[Date Prev][Date Next][Thread Prev][Thread Next][Date Index][Thread Index]
Re: Some text that may be useful for the update of RFC 2376
On Thu, 16 Mar 2000, Martin J. Duerst wrote:
> Please be careful. There are no multiple flavors of Unicode.
> There are multiple flavors of conversion tables between
> Japanese legacy encodings and Unicode.
I take your point, but it sidesteps the issue of
what someone is supposed to do when they type in Yen and
their "UTF-*"-labelled data comes out with the codepoint
for "/" being used. In that case, strictly they have
used the wrong mapping table and they have corrupted their
data; but if we can give them a way to escape into the
bliss of standard Unicode by labelling the variant encoding
they have effectively used.
The proposed Japanese Profile for XML, which Murata-san
has been the leading light, says that there needs to be
extra IANA-registered sets to cover this problem.
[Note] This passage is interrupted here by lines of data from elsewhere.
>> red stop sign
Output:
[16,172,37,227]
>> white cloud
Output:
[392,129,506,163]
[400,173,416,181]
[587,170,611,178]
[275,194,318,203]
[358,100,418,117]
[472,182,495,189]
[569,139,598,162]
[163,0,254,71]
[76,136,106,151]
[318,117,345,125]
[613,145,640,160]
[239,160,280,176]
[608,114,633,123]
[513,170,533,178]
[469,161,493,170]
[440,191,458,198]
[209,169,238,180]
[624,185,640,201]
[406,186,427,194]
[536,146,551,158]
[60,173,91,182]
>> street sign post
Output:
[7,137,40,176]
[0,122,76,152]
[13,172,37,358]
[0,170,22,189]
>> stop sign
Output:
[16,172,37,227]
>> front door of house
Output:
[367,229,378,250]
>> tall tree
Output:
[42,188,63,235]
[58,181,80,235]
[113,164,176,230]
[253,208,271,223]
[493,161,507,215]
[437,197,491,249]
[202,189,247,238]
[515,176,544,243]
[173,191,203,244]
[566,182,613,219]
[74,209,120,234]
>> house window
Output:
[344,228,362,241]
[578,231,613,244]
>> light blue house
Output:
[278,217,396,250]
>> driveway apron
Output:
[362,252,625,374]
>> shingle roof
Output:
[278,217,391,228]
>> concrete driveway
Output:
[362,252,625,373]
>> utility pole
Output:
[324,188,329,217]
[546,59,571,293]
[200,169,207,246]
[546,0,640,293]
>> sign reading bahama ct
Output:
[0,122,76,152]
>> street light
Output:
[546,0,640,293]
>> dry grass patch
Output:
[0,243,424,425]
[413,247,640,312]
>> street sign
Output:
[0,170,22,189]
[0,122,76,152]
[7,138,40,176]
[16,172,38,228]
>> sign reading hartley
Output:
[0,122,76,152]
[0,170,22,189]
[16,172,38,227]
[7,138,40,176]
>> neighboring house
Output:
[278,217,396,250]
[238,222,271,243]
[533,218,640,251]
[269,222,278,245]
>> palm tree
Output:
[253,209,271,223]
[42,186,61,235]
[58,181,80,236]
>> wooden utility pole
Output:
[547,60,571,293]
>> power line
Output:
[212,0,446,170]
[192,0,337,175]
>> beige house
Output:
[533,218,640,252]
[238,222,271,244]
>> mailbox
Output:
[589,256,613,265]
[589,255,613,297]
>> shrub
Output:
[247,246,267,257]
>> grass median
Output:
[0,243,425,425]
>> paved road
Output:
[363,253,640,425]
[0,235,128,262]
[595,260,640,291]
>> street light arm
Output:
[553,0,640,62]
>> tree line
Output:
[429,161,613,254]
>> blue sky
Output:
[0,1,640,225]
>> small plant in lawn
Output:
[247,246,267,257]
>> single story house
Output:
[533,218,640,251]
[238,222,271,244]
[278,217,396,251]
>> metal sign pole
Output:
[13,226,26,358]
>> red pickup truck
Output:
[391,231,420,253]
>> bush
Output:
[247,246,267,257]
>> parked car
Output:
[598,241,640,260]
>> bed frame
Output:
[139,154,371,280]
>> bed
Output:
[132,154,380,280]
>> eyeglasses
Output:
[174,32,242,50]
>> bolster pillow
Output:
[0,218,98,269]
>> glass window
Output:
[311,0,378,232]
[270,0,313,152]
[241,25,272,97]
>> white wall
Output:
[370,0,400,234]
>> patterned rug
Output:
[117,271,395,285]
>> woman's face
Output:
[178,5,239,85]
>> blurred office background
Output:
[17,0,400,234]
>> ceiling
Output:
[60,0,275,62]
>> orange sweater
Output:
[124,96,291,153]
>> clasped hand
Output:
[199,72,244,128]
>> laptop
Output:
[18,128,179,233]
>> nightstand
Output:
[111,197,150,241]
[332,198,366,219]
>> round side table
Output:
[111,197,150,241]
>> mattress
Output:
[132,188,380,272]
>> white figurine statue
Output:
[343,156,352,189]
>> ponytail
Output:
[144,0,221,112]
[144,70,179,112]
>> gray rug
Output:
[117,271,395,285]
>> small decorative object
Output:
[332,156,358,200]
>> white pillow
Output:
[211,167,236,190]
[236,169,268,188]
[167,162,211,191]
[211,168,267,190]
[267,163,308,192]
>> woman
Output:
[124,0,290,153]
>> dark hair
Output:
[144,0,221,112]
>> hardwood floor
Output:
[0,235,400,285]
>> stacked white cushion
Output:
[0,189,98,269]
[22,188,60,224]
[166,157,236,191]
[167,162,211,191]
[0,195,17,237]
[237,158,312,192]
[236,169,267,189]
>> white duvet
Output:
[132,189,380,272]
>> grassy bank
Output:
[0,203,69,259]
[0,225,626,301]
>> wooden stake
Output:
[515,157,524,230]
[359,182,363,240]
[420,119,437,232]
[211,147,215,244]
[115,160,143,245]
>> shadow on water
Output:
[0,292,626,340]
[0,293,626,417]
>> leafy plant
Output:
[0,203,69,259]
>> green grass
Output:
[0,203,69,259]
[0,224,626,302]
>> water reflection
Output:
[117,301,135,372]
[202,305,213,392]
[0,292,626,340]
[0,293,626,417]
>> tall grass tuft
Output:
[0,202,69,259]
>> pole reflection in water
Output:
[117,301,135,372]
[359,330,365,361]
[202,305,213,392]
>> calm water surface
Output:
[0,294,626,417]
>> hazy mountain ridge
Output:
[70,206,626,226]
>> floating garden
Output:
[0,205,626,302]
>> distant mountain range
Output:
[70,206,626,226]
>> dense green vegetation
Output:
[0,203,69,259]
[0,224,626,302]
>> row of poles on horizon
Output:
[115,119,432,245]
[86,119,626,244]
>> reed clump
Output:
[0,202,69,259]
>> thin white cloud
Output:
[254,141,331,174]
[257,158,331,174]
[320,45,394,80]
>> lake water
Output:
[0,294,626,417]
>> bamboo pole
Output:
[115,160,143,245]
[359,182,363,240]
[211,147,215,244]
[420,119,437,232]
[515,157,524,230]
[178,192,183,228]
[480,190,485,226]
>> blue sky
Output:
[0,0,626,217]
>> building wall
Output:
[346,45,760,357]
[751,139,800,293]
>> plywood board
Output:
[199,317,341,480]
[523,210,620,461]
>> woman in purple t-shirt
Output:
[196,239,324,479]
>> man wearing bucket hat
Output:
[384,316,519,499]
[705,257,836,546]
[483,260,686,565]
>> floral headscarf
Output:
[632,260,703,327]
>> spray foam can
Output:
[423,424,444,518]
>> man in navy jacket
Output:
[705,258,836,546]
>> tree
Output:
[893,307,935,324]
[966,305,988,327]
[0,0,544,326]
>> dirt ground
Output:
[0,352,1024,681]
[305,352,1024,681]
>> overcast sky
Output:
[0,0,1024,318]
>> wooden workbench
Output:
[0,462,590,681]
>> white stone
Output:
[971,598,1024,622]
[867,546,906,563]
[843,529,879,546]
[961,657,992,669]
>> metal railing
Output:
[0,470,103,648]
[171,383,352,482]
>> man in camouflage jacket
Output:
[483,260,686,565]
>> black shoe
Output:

I don't think anyone is proposing the variant encoding
as a thing to be recommended. But, in the context of
XML, an IANA-registered name gives a way to uncorrupt
the data: rather than legitimizing the variant encoding
I think it makes it explicit that the data has a particular
problem that requires a particular remedy (i.e. transcoding
the couple of characters that are at issue.)
The other alternative is for the Unicode consortium
to make the code position occupied by "/" also be
occupied by yen, as a strange kind of variant
which only applies in Japanese-sourced data, I suppose.
Not very attractive!